Showing posts with label Felicito Ávila. Show all posts
Showing posts with label Felicito Ávila. Show all posts

Thursday, September 10, 2015

Shake Up In Control of the Christian Democrat Party of Honduras

The Honduran Partido Democráta Cristiano (PDCH) has split into two factions with two different leadership councils. Now it's up to the Tribunal Supremo Electoral (TSE) to decide which faction legitimately represents the party.

The PDCH was founded in 1968 but not recognized by the TSE until 1981.  It historically garnered between one and five Congressional Representatives in elections.

Since the coup in 2009 it has aligned itself with the ruling party.

In the last election, however, its presidential candidate received about 5000 votes or 0.17 % of the vote, and the party received only one Congressional seat. They gained a second Congressional representative in 2014 when Eduardo Coto joined the party, defecting from LIBRE.

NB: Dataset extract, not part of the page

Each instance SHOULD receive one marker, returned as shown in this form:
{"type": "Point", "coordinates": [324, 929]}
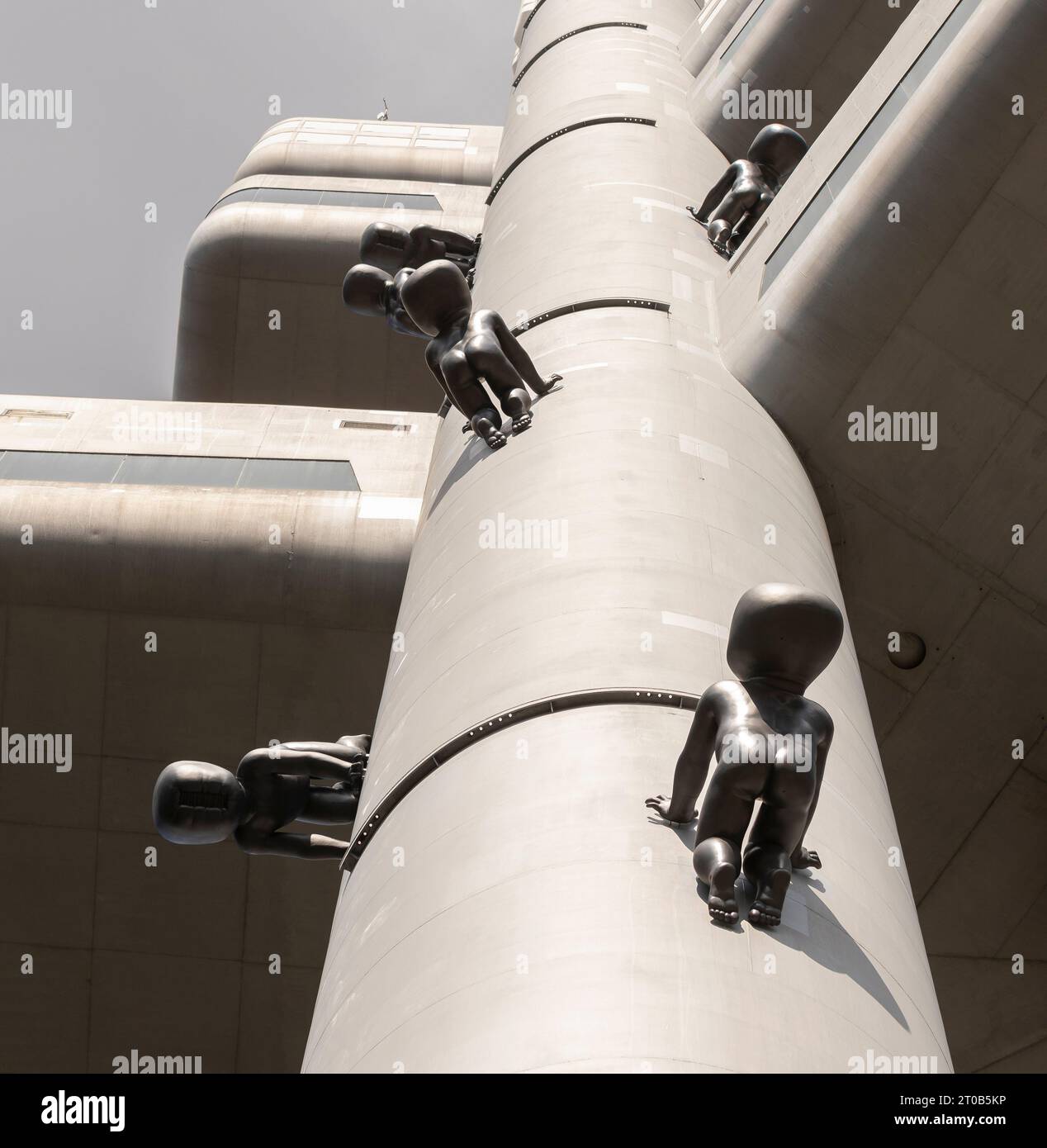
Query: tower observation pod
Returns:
{"type": "Point", "coordinates": [510, 904]}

By law, the TSE should have ceased to recognize the PDCH for failing to obtain enough votes to be considered a viable political party (set at 5%). Viability as a party has defined legal criteria because recognized parties receive funding from the TSE.

Other parties that received more presidential votes, such as Romeo Vasquez Velasquez's Partido Alianza Patriotica were disbanded by the TSE after their poor election showing in 2013. But that has not happened to the PDCH, perhaps because one of the three senior judges on its leadership panel, Saul Escobar, is a member. 

Coming out of the 2013 Elections, the PDCH, despite its small electoral constituency, had three factions attempting to gain power. One was controlled by Arturo Cruz Asensio, one by Nieves Fernando Perez and the third by Carlos Manzanares and Felicito Avila. This resulted in three different slates being nominated to compete for the party leadership, one headed by Cruz Asensio, a second by Carlos Manzanares, and a third by Nieves Fernando Perez.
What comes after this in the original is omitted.